Banco Espirito Santo réveille les Cassandre de la crise systémique en Europe
«Une tempête dans un verre d’eau.» C’est ainsi que les analystes taux de Société Générale CIB osent qualifier la crise traversée par Banco Espirito Santo (BES), tout en admettant que «le cas de BES soulève les craintes que le lien entre Etat et banques ne soit pas complètement brisé.»

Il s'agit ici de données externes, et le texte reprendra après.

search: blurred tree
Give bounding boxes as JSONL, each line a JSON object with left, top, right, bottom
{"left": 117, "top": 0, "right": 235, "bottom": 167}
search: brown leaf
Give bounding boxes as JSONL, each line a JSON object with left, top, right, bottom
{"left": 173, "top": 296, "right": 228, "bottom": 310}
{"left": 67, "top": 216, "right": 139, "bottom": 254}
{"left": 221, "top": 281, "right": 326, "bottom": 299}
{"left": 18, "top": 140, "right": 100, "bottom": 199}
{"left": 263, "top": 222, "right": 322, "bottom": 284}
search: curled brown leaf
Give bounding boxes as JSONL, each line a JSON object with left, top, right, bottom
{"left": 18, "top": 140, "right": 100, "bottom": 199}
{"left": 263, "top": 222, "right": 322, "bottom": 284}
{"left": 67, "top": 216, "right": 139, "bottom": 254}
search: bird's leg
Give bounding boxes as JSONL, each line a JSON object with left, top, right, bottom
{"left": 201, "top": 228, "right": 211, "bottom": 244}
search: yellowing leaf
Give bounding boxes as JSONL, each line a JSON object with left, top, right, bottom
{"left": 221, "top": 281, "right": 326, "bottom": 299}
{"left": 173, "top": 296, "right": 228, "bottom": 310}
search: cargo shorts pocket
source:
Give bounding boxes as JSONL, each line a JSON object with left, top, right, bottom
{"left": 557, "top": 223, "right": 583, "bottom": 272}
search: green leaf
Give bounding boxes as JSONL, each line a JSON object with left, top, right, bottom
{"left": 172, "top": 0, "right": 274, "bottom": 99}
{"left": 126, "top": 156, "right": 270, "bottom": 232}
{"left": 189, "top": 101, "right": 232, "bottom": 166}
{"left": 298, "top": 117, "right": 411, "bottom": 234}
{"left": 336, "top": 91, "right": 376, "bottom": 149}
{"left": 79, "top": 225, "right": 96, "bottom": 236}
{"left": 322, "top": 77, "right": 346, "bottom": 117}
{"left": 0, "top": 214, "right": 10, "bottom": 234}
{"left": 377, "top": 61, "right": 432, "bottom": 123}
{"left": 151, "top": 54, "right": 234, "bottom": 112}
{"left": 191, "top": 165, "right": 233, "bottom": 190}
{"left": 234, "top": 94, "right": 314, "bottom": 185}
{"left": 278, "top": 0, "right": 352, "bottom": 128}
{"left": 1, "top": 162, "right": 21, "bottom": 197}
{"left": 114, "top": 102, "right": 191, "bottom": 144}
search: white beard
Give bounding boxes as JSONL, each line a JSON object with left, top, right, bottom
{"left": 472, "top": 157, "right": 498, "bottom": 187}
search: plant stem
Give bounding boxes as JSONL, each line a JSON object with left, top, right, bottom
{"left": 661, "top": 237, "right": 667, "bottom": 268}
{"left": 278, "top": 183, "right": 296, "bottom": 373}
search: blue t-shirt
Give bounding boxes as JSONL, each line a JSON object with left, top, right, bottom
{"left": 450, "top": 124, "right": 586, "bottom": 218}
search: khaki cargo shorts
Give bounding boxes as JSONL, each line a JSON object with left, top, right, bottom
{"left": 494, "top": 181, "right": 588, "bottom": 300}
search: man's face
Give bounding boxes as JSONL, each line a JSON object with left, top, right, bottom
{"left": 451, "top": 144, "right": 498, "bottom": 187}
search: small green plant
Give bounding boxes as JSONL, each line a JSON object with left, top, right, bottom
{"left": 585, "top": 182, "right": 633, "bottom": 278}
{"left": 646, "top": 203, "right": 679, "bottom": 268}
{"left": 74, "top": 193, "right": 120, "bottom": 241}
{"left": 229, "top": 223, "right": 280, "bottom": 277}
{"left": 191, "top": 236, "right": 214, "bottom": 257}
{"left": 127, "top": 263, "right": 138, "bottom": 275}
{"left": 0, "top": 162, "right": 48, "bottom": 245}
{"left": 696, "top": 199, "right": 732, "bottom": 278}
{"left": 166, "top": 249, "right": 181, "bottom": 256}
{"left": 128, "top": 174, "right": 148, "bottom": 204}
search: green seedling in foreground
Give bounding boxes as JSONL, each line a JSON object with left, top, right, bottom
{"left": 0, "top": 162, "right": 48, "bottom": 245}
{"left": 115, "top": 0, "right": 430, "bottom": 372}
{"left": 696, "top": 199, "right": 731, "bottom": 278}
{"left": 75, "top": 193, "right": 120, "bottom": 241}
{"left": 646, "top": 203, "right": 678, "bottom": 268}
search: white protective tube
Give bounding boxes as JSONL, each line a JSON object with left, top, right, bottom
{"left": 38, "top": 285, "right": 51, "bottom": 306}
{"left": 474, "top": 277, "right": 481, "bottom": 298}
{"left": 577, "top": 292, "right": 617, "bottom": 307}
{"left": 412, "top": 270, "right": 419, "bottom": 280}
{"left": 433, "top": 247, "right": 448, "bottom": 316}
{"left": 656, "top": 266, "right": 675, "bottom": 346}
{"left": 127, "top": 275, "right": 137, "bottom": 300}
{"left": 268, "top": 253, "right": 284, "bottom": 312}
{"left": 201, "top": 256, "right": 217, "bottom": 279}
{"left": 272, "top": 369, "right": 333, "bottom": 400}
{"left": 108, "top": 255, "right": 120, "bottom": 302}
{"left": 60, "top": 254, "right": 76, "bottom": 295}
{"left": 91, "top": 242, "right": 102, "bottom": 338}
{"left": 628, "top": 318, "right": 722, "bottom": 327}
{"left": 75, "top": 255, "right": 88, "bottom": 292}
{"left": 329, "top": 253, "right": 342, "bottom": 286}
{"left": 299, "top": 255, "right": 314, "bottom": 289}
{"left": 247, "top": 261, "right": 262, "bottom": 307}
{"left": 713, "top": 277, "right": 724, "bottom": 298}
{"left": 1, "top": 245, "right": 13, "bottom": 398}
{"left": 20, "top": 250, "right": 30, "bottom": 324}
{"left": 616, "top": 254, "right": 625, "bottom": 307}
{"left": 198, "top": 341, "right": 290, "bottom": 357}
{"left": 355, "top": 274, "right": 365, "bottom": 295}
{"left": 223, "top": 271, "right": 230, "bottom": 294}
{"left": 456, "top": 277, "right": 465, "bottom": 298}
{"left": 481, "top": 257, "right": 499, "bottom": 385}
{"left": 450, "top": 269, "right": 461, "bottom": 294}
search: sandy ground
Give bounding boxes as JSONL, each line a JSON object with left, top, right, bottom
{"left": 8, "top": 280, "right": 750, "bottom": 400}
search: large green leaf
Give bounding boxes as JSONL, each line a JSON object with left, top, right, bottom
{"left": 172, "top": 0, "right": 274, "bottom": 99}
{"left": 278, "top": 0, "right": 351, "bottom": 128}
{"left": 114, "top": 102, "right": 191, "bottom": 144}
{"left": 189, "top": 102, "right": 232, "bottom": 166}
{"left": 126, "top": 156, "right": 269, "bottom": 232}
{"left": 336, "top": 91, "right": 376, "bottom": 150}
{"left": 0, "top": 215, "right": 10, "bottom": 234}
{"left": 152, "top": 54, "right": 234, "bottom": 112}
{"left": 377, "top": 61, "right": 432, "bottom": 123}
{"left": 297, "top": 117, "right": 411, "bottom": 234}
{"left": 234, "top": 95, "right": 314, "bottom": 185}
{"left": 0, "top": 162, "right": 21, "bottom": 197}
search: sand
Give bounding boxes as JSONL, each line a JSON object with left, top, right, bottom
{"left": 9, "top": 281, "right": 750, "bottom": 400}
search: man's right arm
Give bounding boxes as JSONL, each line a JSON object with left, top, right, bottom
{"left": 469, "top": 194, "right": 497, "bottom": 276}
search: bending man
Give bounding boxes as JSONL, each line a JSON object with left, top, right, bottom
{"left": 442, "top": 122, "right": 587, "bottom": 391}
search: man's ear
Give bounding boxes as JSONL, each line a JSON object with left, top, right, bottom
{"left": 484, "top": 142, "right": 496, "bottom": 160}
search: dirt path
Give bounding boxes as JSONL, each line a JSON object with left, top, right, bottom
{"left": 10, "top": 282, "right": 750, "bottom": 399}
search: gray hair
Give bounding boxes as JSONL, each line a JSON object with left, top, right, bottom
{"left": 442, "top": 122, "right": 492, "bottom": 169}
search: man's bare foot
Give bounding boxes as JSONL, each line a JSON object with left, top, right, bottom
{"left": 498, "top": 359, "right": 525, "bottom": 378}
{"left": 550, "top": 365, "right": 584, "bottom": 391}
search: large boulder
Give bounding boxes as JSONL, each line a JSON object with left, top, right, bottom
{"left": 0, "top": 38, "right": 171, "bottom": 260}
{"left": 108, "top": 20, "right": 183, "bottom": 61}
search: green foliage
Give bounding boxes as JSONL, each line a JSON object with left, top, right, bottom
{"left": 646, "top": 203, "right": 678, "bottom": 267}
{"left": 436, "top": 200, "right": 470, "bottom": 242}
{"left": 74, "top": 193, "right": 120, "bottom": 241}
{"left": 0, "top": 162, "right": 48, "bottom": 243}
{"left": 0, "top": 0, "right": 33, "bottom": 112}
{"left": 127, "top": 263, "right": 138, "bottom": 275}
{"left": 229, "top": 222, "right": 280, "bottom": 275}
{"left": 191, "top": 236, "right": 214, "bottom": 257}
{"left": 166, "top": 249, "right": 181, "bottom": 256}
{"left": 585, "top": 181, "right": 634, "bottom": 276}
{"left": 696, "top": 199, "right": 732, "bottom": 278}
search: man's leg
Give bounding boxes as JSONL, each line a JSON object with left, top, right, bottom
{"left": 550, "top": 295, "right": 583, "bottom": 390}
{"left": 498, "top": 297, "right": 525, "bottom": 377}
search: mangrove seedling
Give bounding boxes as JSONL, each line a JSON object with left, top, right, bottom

L’établissement portugais a ravivé l’inquiétude des investisseurs jeudi après l’annonce du non paiement de certains coupons sur des titres émis par son principal actionnaire, Espirito Santo Financial Group (ESFG). Ce dernier s’est vu contraint hier de céder 5,0% du capital, ramenant sa part à 20,1%, afin de pouvoir honorer le remboursement d’un prêt souscrit, auprès de Nomura selon Bloomberg, à l’occasion de la récente augmentation de capital de BES. La Banque du Portugal a en outre exigé le renouvellement de l’équipe dirigeante de la banque dès hier, sans attendre la date prévue du 31 juillet. Hier, le titre BES a encore cédé 7,5%.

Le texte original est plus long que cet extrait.